Wow, a hot potato this one. Firstly, we were advised to never co-sleep with a baby. This advice came from a number of NHS staff we saw during pregnancy. I’ve heard terrible stories of babies suffocating. Why take the risk is my thought but parenting is all about you making the decision as a parent, just make sure you’re fully informed. Here’s some guidance from the Lullaby Trust. Even if you’re sitting on the sofa and feeling tired, put the baby down. Again, I’ve heard bad stories about that too.

Once that’s decided though, you have to make arrangements for them to sleep in your room with you for the first six months. Six months is advised but I don’t think I know of many parents that have gone that long in reality. It’s all to do with Sudden Infant Death Syndrome (SIDS) of course, so you’ll make your own judgement when the time comes.

So, in your room for the first months will you use a Chicco Next-to-Me type cot that has sides that lower down? Or a Moses basket? Or a proper crib? Who will sleep next to the baby? What will the middle of the night routine be when the baby needs feeding? These are not necessarily easy decisions to make as it could have a big impact on your sleep above and beyond just having a baby in the room.

Once that’s decided, what will they sleep in? A blanket wrapped tightly around them under their arms? Maybe a swaddle blanket, or a velcro swaddle blanket (these are pretty good actually!)? Perhaps a GroBag? For us this decision evolves as N grows to take into account how much he moves and squirms really. Plus we got a sense he was frustrated at having his arms swaddled in the end.

Then what about a bedtime routine? What will that be? When will you start? Who will do what? Will it start at a set time or be flexible to start with and a set time later on? What time will that set time be? For us it was important to get him in a bedtime routine after about five weeks. Don’t worry, we are not expecting him to learn the routine any time soon. However as soon as he can possibly pick it up he will because we have already started. Plus, it helps us in a way to have a routine for him.

Then comes the time you put them down to sleep by themselves but still in your room. We are not there yet but I’m sure we will be terrified when we do! And then the decision around when to put them to sleep overnight in their own room! That transition will be a lot of fun, not!

In conclusion…

It’s tough being a parent, hard making those decisions. Those life or death decisions sometimes, especially early on in your child’s life. I’ve mentioned only a few here as there are so many you make, like which buggy, which car seat etc. I couldn’t list them all!

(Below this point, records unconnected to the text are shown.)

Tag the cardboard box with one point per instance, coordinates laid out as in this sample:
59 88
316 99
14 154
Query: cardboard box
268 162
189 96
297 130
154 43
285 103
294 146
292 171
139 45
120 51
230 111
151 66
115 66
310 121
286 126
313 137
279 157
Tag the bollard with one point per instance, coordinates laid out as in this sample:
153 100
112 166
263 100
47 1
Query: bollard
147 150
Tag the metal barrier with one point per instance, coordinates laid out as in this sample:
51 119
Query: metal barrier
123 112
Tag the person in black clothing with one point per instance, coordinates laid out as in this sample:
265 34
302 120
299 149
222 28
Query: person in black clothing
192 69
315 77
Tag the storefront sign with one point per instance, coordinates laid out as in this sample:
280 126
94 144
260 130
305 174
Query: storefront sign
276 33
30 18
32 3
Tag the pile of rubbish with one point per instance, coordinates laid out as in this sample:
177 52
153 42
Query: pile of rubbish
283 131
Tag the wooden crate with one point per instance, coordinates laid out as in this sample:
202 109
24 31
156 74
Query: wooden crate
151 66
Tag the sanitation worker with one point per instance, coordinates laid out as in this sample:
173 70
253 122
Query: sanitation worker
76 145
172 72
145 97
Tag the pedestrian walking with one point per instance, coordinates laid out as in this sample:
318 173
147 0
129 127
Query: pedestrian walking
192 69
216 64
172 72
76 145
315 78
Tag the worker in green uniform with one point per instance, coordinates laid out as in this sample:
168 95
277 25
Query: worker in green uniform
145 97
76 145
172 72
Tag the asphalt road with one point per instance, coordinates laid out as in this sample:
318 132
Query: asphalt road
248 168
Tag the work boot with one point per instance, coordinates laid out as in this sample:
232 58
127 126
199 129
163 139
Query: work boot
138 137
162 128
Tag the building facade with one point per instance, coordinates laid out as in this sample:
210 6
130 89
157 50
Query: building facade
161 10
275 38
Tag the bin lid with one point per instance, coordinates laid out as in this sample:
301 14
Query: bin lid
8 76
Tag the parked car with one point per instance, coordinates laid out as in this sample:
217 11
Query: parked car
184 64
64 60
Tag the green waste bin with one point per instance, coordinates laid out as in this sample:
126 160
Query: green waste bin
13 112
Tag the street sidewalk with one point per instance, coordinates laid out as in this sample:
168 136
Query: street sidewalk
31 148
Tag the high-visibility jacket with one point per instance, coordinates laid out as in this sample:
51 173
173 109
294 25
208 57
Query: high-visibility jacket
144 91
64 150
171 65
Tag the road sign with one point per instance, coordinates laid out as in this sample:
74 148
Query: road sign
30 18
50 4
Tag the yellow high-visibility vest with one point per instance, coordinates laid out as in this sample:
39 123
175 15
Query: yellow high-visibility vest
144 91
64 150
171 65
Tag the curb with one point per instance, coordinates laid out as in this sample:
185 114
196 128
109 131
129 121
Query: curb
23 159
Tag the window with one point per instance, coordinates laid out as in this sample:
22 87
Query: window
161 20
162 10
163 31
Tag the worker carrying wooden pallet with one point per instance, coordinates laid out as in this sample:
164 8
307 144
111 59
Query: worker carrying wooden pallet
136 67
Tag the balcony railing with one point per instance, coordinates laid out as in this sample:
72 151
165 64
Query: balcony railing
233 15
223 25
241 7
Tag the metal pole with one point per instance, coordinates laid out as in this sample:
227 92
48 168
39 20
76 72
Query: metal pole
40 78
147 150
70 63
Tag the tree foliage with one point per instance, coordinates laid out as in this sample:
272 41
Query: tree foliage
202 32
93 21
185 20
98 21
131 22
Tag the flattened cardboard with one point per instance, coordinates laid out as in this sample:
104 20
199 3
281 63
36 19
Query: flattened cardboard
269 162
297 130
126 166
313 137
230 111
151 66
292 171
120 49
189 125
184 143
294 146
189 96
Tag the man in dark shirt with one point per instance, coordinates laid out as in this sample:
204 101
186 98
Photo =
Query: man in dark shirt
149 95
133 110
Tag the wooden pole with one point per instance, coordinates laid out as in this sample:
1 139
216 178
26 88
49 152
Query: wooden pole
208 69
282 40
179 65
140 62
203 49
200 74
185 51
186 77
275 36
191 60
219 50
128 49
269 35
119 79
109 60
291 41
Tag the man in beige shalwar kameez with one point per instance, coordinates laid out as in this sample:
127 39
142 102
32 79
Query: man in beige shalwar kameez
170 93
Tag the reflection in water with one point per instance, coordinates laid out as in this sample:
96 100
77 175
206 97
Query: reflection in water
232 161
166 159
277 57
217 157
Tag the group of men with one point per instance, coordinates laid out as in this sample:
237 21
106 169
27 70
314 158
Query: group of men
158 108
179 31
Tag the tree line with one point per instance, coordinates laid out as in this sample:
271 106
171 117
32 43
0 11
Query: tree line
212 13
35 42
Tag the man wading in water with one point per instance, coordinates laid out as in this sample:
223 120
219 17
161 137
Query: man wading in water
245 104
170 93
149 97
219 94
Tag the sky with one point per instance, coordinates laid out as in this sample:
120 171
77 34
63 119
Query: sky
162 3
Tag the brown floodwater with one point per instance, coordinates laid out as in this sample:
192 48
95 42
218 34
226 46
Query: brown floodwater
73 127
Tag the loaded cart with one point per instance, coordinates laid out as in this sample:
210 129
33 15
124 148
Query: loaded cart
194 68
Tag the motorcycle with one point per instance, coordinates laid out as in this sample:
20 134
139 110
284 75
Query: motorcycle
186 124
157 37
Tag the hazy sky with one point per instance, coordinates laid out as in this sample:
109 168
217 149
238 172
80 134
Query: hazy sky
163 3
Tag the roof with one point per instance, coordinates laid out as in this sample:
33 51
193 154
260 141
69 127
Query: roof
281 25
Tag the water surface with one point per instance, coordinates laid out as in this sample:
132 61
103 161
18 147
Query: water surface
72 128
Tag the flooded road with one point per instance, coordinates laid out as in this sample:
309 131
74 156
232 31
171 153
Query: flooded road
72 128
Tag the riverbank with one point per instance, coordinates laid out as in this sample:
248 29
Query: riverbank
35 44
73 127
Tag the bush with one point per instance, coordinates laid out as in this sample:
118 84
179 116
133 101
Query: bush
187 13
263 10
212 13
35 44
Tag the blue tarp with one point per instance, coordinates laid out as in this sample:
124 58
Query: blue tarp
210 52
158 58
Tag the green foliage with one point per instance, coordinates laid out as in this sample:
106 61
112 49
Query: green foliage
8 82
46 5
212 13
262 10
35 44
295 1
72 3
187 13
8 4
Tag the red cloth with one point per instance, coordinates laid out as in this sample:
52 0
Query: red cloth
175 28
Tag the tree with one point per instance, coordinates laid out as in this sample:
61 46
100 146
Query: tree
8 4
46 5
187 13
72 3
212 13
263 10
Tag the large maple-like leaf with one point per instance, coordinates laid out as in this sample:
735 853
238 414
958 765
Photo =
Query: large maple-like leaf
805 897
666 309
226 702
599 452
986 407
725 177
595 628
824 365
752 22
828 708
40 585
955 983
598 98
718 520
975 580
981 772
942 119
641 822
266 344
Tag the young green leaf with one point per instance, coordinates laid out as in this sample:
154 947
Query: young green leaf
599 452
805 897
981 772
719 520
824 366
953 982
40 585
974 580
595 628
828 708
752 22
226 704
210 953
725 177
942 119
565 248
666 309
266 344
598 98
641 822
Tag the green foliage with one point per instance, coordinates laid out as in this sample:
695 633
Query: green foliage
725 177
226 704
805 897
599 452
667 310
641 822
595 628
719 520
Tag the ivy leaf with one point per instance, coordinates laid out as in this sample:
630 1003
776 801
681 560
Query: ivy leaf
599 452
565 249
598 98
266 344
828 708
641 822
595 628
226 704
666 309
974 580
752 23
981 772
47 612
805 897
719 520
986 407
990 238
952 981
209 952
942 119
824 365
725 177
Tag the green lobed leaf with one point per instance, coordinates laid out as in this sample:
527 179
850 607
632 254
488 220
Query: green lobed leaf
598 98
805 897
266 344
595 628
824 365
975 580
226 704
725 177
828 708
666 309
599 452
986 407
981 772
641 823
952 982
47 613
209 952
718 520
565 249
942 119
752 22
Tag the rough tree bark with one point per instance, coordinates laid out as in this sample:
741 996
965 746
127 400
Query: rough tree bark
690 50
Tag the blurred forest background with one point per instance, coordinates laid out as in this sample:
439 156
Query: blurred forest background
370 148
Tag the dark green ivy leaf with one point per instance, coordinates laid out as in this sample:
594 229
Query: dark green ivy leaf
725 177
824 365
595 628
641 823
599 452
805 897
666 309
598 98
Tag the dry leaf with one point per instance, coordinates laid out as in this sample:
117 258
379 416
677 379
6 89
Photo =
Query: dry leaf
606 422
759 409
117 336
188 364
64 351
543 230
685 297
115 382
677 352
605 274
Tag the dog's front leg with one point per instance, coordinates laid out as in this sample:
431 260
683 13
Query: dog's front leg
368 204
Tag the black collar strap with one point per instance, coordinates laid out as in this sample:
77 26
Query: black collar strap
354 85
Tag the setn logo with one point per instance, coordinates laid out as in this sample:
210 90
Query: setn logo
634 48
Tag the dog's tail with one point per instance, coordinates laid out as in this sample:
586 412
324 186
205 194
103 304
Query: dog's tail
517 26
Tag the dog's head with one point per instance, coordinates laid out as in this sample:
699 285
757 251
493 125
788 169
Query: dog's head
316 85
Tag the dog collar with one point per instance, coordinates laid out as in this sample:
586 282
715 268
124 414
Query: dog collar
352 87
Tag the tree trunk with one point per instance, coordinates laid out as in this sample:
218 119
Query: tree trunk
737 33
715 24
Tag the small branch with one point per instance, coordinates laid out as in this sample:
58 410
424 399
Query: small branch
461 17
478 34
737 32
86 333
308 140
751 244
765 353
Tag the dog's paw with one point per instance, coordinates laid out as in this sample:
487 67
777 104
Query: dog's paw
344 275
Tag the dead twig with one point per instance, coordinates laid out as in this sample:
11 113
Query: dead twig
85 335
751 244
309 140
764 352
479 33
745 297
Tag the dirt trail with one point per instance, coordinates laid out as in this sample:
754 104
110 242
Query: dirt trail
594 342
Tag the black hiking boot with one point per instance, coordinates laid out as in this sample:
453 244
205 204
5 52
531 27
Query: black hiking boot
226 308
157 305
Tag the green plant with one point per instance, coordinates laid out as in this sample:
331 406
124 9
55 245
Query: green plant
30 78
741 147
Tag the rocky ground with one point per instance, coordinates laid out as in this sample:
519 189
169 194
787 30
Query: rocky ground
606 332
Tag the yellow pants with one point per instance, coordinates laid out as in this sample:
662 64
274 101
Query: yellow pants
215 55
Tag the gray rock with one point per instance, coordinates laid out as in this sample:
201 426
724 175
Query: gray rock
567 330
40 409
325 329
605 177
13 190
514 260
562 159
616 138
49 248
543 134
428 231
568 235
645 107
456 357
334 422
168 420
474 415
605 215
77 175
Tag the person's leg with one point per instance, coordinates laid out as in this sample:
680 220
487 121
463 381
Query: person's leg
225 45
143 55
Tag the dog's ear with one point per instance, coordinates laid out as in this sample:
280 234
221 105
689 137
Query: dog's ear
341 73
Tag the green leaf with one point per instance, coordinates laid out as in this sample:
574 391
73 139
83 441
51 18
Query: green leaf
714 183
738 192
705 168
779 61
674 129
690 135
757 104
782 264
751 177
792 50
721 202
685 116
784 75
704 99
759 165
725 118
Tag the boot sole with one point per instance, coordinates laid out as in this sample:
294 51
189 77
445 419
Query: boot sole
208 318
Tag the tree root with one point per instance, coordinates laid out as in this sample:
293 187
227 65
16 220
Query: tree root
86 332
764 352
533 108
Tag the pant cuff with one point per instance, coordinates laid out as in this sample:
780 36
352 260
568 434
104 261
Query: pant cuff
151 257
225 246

The thing is though, and hopefully this will put your mind at rest a bit, these decisions are reversible on the whole. Not every decisions is, and if they are reversible then it’s not always easy, but mostly you can ‘undo’. However, my piece of advice is to not just make a decision too quickly. To not change things based on one experience (unless something life endangering happened of course!). Sometimes the hardest decision is to do nothing.

Do you know anyone expecting? Perhaps sharing this with them will help them think about things in advance and understand what they need to think about, and also help them understand they’re not along in making tough decisions.